The commercial name for this drug is Parsabiv. And here’s what Amgen — a big biotech not known for explaining distasteful things — had to say about it:
Amgen is reviewing the Complete Response Letter, and we anticipate a post-action meeting with the FDA later this year to discuss the Complete Response. The Complete Response Letter does not impact our regulatory submissions in other regions.
Amgen tested the drug in more than a thousand patients, reportedly meeting its primary endpoints by slashing dangerously high parathyroid hormone levels. In one study 74.7% of subjects on the drug hit its target, compared to just 8.9% in the placebo arm. In another Phase III trial the new drug outperformed Amgen’s blockbuster drug Sensipar, which earned $1.4 billion.

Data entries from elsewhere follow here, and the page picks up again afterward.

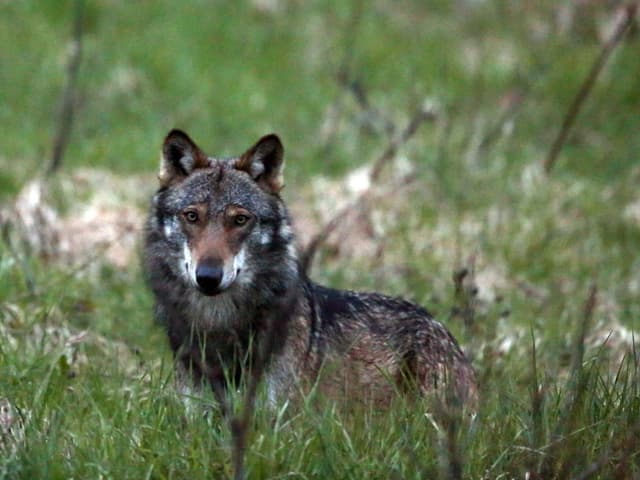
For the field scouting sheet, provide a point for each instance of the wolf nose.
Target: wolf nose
(208, 277)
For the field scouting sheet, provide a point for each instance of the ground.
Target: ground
(537, 273)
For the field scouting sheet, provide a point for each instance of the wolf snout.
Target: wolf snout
(209, 277)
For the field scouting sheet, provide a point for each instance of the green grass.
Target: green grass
(90, 373)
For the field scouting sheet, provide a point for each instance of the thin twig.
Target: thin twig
(423, 114)
(65, 117)
(621, 27)
(361, 202)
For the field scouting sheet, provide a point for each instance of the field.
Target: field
(536, 270)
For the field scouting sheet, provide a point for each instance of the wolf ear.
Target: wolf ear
(264, 162)
(180, 157)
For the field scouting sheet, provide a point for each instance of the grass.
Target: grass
(90, 375)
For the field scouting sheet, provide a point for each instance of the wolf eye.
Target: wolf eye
(191, 216)
(240, 220)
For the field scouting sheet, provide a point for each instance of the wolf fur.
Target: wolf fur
(220, 258)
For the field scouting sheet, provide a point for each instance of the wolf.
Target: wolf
(220, 257)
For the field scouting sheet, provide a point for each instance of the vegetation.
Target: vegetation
(537, 274)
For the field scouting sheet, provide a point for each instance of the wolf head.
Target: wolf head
(221, 221)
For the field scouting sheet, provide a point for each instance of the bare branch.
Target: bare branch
(65, 117)
(621, 28)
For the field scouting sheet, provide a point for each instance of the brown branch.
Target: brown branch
(423, 114)
(607, 48)
(65, 117)
(362, 201)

This was one of Amgen’s top Phase III efforts in the pipeline. It scored a success on its PCSK9 cholesterol drug, but it’s been a disappointment in its early days on the market.

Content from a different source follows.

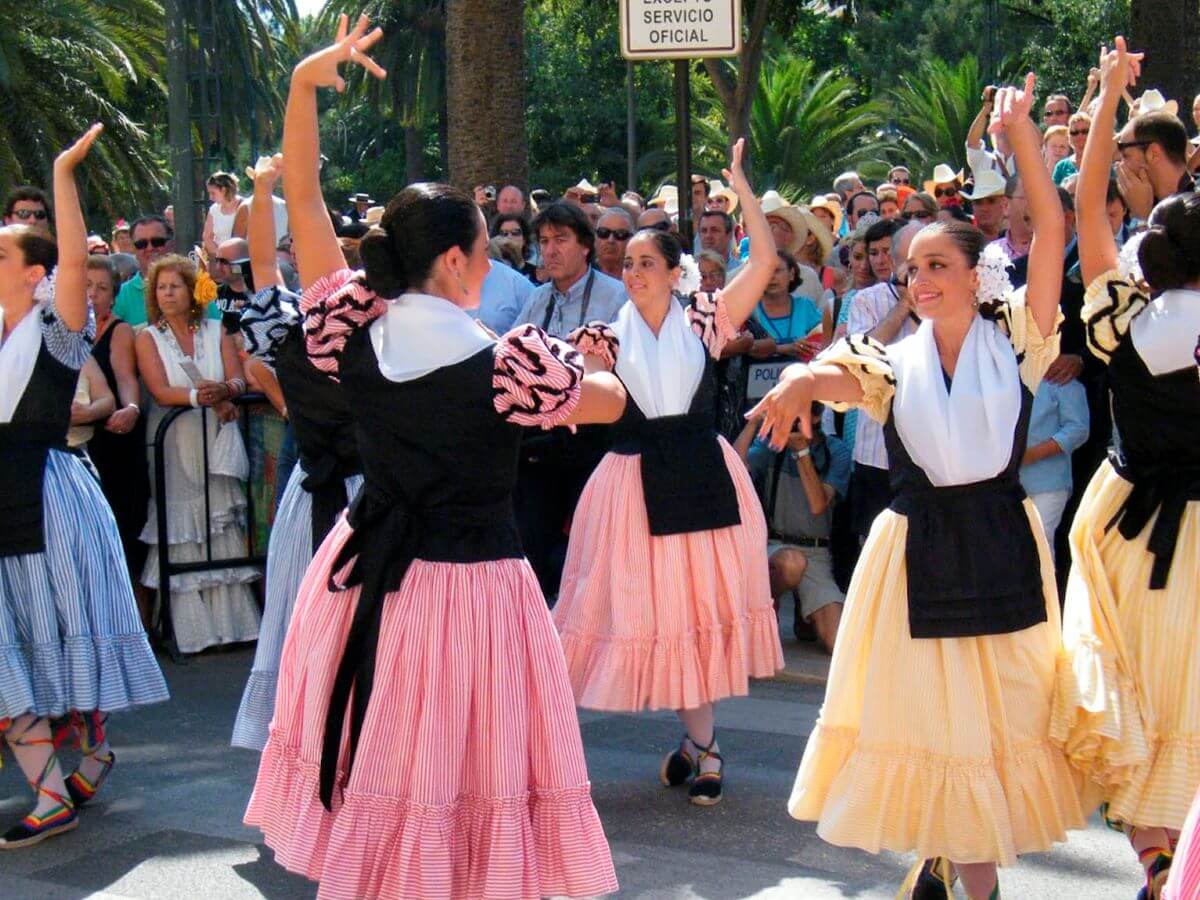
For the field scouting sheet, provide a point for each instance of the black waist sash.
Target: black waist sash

Baird’s Brian Skorney noted the absence of any explanation from Amgen, and then offered his opinion that the agency might have been put off by safety issues. His comment:
In the head-to-head study, Sensipar and Parsabiv looked similar, with Parsabiv showing higher rates of treatment-emergent AEs (93% vs. 90%) overall, with a slightly lower rate of serious adverse events (25% vs. 27%). Specifically, Parsabiv showed higher incidence of hypocalcemia (5% vs. 2.3%), cardiac failure (3% vs. 0.6%), and fatal adverse events (2.7% vs. 1.8%). It remains unclear whether or not these differences factored into the FDA’s decision. It is possible that the modest increase in these adverse events outweighed the benefits provided on secondary endpoints and in the differing administration, in the FDA’s opinion. It’s also possible that this is just a minor CMC issue and can be quickly resolved.